You can then see and talk to the visitors in real time, letting them know that you’ll be right out to greet them. This might help to prevent missed deliveries or attempted deliveries of service of process.
While a workflow management system like monday.com is a great choice for those larger tasks and to-dos, you might also want to use a personal reminder app to help ensure you don’t forget those little details and projects you’re working on each day. TickTick is an app that can help you to manage your to-dos, no matter how small or how tight the deadline is.
This app offers five calendar views to keep you on task, and notifications will remind you about those important items you can’t afford to forget.
3 Tricks for Being Your Own Registered Agent
Being a registered agent can be challenging, and mistakes can be expensive for your business. These three tricks can help you to prepare for this responsibility.
Learn How to Handle a Service of Process
There are many potential consequences for mishandling or overlooking state correspondence, but mishandling a service of process could potentially lead to a default judgment against your business in a legal case. Just in case you receive a service of process, it’s essential that you know how to properly handle it.

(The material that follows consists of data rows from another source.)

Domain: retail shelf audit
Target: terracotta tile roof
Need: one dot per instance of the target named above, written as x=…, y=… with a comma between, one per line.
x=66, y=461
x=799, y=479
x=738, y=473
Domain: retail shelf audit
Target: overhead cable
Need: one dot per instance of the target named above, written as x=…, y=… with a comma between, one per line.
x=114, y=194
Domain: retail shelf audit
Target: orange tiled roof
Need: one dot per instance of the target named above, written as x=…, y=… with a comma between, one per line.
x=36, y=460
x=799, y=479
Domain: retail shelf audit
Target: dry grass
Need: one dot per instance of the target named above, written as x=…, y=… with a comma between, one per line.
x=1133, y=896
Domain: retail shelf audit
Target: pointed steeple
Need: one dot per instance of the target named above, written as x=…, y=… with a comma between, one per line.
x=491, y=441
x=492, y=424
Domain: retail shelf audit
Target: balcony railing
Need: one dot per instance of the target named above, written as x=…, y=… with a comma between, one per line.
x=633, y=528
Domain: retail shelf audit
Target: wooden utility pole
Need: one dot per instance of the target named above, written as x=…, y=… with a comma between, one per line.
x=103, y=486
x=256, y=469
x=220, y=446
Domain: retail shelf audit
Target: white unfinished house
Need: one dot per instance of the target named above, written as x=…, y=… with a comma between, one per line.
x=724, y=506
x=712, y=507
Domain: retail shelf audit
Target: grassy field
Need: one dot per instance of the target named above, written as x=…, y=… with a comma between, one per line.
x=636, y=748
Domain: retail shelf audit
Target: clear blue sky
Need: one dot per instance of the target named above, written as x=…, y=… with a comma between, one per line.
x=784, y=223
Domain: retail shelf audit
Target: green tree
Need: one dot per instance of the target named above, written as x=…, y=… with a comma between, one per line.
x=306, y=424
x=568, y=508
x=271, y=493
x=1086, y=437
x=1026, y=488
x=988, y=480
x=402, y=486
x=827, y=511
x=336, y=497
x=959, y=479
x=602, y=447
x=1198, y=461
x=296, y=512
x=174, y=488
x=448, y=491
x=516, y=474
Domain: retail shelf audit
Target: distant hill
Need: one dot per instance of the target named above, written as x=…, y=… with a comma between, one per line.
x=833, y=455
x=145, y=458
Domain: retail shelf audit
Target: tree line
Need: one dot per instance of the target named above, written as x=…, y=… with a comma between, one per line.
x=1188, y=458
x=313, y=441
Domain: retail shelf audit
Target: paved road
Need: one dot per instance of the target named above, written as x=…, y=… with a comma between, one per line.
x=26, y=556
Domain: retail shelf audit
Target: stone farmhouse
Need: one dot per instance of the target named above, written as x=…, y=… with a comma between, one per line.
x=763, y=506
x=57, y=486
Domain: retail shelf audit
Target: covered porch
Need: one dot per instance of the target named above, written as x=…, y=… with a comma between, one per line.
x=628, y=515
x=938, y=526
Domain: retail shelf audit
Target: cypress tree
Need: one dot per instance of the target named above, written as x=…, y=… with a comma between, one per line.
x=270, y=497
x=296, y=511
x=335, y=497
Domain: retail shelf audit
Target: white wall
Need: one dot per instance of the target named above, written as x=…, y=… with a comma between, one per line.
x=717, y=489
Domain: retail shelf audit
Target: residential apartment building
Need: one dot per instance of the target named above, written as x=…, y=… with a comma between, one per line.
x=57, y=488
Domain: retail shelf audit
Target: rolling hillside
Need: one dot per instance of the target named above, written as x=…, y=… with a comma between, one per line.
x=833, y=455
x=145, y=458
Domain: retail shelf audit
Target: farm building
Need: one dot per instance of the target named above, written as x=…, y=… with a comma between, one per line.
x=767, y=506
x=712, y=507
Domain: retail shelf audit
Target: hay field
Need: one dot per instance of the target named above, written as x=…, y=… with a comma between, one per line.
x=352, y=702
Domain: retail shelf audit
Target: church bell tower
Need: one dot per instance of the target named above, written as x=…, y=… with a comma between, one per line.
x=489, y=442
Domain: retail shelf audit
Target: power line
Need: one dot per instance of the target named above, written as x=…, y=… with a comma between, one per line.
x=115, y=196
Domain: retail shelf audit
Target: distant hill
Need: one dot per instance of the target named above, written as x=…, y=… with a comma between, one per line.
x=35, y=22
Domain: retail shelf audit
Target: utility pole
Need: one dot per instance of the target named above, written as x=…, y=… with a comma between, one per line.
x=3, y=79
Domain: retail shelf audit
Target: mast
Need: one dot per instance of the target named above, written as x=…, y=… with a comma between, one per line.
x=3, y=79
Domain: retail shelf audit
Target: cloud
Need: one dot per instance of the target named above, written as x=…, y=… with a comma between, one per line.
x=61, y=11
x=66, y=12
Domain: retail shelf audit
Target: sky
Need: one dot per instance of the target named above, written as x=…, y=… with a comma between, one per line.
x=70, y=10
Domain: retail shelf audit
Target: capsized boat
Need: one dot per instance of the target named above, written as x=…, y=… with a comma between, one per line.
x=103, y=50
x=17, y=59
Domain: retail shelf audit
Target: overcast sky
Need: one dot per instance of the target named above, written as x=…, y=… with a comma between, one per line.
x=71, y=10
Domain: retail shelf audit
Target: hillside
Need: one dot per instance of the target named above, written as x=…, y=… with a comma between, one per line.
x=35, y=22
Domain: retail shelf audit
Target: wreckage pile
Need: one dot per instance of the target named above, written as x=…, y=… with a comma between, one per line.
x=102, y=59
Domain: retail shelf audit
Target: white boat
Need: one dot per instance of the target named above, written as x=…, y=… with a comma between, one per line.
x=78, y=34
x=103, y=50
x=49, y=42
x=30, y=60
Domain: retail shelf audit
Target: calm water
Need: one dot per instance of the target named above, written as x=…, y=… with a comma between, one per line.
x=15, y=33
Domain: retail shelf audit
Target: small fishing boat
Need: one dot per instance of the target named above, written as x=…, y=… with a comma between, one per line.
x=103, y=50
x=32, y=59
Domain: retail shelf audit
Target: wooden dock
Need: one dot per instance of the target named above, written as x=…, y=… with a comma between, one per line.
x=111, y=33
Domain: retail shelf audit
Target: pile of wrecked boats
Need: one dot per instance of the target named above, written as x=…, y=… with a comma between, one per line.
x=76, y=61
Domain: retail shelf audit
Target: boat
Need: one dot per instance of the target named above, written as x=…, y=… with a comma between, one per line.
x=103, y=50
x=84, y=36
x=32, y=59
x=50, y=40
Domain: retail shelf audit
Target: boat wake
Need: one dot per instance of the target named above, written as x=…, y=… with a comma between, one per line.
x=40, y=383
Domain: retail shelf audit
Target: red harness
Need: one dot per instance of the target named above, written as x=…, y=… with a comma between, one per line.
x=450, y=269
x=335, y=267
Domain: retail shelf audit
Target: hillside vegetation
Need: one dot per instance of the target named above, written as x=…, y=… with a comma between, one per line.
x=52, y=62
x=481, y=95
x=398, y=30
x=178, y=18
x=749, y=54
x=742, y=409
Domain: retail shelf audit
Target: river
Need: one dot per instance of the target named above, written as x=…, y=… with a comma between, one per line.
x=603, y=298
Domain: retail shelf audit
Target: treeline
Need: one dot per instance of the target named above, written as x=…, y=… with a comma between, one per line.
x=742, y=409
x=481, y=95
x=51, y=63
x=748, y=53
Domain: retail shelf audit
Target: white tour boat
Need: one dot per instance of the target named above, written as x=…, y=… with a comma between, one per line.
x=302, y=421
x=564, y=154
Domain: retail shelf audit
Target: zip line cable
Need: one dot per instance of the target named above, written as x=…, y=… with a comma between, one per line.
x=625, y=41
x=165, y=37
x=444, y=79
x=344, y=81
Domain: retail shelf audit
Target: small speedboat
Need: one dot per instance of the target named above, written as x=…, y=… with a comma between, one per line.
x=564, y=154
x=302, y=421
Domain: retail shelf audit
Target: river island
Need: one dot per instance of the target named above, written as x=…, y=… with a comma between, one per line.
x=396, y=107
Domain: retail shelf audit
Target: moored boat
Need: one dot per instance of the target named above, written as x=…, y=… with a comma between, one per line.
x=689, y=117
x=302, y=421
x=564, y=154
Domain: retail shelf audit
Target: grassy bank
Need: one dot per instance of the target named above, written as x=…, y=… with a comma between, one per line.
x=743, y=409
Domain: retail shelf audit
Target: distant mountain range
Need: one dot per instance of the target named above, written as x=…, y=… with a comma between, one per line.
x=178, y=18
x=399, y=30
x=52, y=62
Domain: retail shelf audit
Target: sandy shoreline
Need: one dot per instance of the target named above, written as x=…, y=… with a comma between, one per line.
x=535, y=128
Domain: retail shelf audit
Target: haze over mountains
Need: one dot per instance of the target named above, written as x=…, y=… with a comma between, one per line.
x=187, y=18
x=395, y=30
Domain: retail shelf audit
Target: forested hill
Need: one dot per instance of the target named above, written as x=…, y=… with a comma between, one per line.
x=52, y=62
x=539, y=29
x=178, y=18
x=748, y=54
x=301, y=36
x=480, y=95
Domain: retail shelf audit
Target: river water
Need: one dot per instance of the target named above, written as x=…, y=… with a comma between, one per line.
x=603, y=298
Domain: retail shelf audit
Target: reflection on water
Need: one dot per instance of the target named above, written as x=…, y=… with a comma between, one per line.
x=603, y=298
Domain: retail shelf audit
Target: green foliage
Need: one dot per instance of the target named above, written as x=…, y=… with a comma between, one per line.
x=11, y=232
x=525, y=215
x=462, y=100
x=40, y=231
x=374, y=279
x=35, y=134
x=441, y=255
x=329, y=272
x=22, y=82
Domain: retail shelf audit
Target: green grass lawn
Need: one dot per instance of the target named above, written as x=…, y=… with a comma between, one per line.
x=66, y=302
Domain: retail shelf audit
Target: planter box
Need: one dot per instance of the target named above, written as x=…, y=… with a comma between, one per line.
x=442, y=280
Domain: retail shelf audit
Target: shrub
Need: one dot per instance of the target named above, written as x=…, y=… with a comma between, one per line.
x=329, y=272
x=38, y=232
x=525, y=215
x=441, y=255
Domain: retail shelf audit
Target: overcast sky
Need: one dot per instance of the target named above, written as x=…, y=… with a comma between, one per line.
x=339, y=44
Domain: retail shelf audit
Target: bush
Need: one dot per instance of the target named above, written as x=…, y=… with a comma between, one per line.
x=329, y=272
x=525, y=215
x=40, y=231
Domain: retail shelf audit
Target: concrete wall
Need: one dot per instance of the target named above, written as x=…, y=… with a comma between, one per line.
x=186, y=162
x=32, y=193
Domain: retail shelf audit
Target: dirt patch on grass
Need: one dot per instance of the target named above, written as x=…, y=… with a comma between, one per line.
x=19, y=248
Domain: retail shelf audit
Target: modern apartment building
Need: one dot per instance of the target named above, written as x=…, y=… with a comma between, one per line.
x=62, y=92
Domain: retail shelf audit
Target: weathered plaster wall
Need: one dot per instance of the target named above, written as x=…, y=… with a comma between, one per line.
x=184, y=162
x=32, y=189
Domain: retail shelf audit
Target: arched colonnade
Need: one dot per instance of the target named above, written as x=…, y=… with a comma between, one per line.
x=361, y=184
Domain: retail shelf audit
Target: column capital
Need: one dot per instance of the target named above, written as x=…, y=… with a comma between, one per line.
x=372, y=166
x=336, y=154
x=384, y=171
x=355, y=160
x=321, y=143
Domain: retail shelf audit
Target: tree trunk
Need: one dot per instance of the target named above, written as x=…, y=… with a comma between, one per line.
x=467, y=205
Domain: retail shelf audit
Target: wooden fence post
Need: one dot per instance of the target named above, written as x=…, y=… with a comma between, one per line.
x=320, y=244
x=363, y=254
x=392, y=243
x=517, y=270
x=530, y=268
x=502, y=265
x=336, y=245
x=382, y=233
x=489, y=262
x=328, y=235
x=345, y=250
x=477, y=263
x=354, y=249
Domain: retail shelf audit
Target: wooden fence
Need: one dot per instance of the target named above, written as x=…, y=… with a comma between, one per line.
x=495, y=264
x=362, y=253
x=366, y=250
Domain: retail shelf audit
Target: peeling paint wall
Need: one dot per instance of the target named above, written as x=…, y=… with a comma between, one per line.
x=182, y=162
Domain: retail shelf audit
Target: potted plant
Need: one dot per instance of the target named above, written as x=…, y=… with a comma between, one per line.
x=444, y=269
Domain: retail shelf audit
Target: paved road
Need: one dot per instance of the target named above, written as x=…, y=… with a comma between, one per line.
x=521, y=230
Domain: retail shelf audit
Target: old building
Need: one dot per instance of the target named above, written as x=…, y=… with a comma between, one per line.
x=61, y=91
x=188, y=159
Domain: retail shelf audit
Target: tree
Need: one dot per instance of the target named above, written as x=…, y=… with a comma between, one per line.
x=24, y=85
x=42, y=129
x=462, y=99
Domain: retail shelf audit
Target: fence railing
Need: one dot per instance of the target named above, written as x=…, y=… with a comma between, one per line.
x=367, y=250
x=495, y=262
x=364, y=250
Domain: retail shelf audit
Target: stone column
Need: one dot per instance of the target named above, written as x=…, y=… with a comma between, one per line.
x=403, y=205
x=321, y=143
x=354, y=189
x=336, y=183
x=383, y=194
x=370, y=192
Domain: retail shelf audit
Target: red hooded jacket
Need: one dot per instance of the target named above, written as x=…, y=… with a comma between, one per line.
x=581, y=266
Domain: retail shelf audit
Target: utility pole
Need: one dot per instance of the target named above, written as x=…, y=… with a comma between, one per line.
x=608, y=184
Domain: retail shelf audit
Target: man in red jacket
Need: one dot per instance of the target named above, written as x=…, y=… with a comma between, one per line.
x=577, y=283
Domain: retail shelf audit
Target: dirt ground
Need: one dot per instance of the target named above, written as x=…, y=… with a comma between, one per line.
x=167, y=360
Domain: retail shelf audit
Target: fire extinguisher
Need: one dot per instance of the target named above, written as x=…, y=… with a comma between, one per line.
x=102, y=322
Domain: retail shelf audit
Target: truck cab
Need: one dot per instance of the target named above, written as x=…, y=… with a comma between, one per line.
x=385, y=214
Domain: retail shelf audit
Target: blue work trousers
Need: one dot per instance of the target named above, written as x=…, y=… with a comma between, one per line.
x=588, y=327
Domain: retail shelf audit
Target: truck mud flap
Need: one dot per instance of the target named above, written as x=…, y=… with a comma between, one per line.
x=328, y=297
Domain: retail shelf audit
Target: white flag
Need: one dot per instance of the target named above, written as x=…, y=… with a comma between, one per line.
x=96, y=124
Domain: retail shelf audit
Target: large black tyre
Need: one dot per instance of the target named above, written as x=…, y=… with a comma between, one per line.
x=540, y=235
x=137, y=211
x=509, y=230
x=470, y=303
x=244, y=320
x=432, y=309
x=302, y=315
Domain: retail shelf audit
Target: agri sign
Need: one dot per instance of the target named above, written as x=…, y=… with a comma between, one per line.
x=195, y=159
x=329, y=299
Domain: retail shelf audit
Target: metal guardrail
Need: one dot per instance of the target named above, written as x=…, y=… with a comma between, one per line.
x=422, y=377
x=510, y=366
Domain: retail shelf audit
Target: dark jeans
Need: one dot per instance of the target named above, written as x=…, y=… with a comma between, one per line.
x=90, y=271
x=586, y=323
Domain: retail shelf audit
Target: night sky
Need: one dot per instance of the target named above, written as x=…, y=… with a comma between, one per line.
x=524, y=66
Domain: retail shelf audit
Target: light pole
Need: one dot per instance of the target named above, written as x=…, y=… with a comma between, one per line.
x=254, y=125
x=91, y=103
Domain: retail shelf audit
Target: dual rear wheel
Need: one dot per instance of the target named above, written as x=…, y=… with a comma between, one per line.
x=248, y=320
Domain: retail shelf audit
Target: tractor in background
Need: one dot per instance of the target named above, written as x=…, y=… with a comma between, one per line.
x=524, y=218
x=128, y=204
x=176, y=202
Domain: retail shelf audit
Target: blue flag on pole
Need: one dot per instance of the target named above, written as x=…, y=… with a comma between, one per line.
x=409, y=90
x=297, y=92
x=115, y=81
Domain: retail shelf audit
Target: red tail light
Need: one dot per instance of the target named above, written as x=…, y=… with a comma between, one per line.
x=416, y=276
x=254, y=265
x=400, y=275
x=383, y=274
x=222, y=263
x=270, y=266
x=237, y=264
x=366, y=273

Familiarize yourself with the process that you’ll need to follow if you are ever served. This is an excellent question to discuss with your lawyer, who can help you to draw up a game plan – just in case.
Develop a Calendar
It’s essential that you are available during working hours throughout the entire calendar year. The exception is only for weekends and federal holidays. Establish a calendar well ahead of time and ensure that you’re available to receive correspondence during those times.
Triple-Check Your Deadlines
When you receive correspondence, you need to read it carefully and look for the essential information, including deadlines associated with the request. Consider making a photocopy of the correspondence so you can highlight it and draw on it, making notes that will help you to better understand the document.
As you identify deadlines, put them right into a calendar. It’s always wise to back up your deadlines for a few days, so you have a little extra time if something goes wrong. Then, follow up with everyone involved in the process to verify that the correct action has been completed in time.
What to Do Next
It’s important to carefully consider whether being your own registered agent is the right decision for you and your business. The money you could save might be appealing, but be honest with yourself about whether you can commit to the responsibilities that this decision brings.
Mistakes and overlooked correspondence can be very expensive and carry significant consequences for your business, so it’s important to only take on this role if you’re certain that you can do it well.
Before you decide to be your own registered agent, research some registered agent services. Ask for quotes and get details about how the services operate. Their rates might surprise you, and you might find that the investment is well worth the peace of mind that working with a service will give you.
If you’re still considering which type of business operation is right for you, do some research into how an LLC and a corporation compare. It can also be helpful to research how to start an LLC, which can give you information on the other requirements that your business will need to meet.
The more information you have about these business options and the requirements of being your own registered agent, the better able you’ll be to make a well-informed decision about how to handle your business.